Eventually I get to a picture of a reveal of the Puma jersey for some soccer team and then a chicken
that's going. Cluckia, America. This is, this is, this is,
it's incoherent in terms of a vision for what this thing should be if that's the logged out experience it's just like it's not tumbler it's not Twitter it's not Instagram and I don't know I mean maybe that's fine like maybe it is just this kind of extra place that they can put you know sort of put some resources to to it but it doesn't really make sense to me why Facebook is doing this without without news and I think there's ways to do news responsibly
I don't think you want to do politics necessarily, but there's stuff with that the news gives a product a sense of urgency.
And I just don't see it there.
Yeah, I'm actually looking right now that Mark Zuckerberg has been, he'll go like over a month without posting on threads.
Like May 16th and June 18th, then June 25th, so a week.

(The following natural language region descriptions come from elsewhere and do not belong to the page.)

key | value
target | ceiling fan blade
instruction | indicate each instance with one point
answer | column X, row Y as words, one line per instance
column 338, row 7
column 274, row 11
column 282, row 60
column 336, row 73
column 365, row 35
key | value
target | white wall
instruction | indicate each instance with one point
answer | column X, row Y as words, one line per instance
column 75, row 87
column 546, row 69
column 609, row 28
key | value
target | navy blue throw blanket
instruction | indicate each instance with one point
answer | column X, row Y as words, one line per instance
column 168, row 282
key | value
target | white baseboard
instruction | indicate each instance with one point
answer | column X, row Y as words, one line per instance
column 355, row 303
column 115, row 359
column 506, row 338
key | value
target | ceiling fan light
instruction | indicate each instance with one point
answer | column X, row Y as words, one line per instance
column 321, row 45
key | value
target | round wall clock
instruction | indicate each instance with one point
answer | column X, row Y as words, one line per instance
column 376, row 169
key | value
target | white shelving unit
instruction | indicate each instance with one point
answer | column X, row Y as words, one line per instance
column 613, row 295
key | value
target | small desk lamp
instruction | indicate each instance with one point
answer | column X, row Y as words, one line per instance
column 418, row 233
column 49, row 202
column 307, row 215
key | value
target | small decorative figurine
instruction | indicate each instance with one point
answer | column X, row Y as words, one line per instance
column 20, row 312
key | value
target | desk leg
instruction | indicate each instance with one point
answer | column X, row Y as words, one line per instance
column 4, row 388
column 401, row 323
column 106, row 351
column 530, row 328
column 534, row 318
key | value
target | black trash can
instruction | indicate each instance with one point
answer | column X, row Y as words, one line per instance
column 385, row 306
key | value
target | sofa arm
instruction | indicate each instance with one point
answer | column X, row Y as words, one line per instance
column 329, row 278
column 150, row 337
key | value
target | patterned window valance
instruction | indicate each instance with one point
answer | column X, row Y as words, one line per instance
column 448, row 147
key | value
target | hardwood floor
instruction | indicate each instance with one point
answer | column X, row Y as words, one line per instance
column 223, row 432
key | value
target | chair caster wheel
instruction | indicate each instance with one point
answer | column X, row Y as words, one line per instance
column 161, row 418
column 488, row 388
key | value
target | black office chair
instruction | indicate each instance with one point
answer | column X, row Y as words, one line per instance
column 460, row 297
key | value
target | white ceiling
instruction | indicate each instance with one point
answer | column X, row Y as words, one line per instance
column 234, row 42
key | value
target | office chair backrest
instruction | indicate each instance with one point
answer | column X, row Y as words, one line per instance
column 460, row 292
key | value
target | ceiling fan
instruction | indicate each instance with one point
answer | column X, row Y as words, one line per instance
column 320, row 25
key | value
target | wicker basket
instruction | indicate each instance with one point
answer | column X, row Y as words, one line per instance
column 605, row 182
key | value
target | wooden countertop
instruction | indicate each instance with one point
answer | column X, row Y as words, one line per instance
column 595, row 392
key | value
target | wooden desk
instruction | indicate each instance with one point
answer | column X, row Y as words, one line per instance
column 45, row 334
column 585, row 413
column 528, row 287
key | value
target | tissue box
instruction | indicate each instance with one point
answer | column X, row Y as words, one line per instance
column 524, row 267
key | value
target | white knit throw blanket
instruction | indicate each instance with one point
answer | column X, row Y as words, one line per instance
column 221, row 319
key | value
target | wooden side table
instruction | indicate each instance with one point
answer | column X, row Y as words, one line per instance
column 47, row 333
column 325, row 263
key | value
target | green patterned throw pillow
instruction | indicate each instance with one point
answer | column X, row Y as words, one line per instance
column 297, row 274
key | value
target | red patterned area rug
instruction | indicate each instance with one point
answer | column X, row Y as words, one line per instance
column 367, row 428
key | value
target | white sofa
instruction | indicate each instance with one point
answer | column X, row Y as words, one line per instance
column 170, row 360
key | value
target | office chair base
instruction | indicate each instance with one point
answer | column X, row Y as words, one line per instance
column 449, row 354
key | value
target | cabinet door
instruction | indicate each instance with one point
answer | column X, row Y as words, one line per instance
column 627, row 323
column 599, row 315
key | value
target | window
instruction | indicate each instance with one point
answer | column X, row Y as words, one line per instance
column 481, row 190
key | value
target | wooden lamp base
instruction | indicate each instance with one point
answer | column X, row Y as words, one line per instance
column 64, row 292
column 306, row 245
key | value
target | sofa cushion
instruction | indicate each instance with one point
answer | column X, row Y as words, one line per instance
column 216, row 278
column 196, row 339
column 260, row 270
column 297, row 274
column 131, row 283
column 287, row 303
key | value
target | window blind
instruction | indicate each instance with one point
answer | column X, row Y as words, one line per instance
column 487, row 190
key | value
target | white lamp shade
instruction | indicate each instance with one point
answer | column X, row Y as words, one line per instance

But like before May 16th was April 19th.
So it's not like, like this kind of service only works.
where you're on it a lot.
It's not like a scheduled post
or not like you're jumping in every now and then
where you're thinking out loud.
That's the beauty of Twitter.
You think out loud on that service.
And yeah, I think the real-time part of it,
it's never going to get.
It's just, it's been a couple of years now.
And I don't see how,
if it's not encouraging that kind of,
that way of creating content or posting,
it's never going to get there.
Yeah.
and I heard like the conspiracy theory that I've heard
is that this is like meta's way to train its models
on real time information
but that doesn't really compute
if there's like not like any like pressing real time information
that's showing up there.
So I mean I continue to use it.
I log in like a couple times a week.
I think it's interesting.
It's fun to share things there.
But it doesn't feel as alive as Twitter does.
Maybe Zinternet threads is actually a thriving,
vibrant community and we should all start to follow whoever the the key thought leaders in
that space are yeah i mean barstool is doing well there 2.1 million followers so says something
i don't know what it says but all right we managed to cover hawk too i think in a fairly like
reasonable nuanced and cool-headed ones and cool-headed way and it's actually one of the more fascinating things
I think we've dug into here, like, talking about the evolution of the internet.
So I'm glad we did it.
I think Zinternet is not going anywhere.
And I think, I think July 4th is probably the most zen of holidays.
There is just meat posting, water's like, uh, selfie in the tank top.
Cool parties.
Yeah.
Tank top, beer like shotguning a beer, just grilling massive steaks.
I think this is Happy's Independence Day, Alex.
Happy's Independence Day.
And to everybody out there, if you're a U.S. listener
are celebrating U.S. Independence Day, happy Independence Day.
And if you're among our many listeners around the world,
we're wishing you a happy Friday in a nice weekend.
And next week, Matt Wood from AWS.
He's the head of AI there.
He's going on the show.
We're going one-on-one, talking about state of AI at Amazon.
And then Ron John and I are we back next week.
together? Or are you on the road?
Not next week. Not next week? The week after.
I'm rod-dogging a flight next week.
Oh, please turn the movies on. Please turn those movies on. So we'll have a guest host that will come in.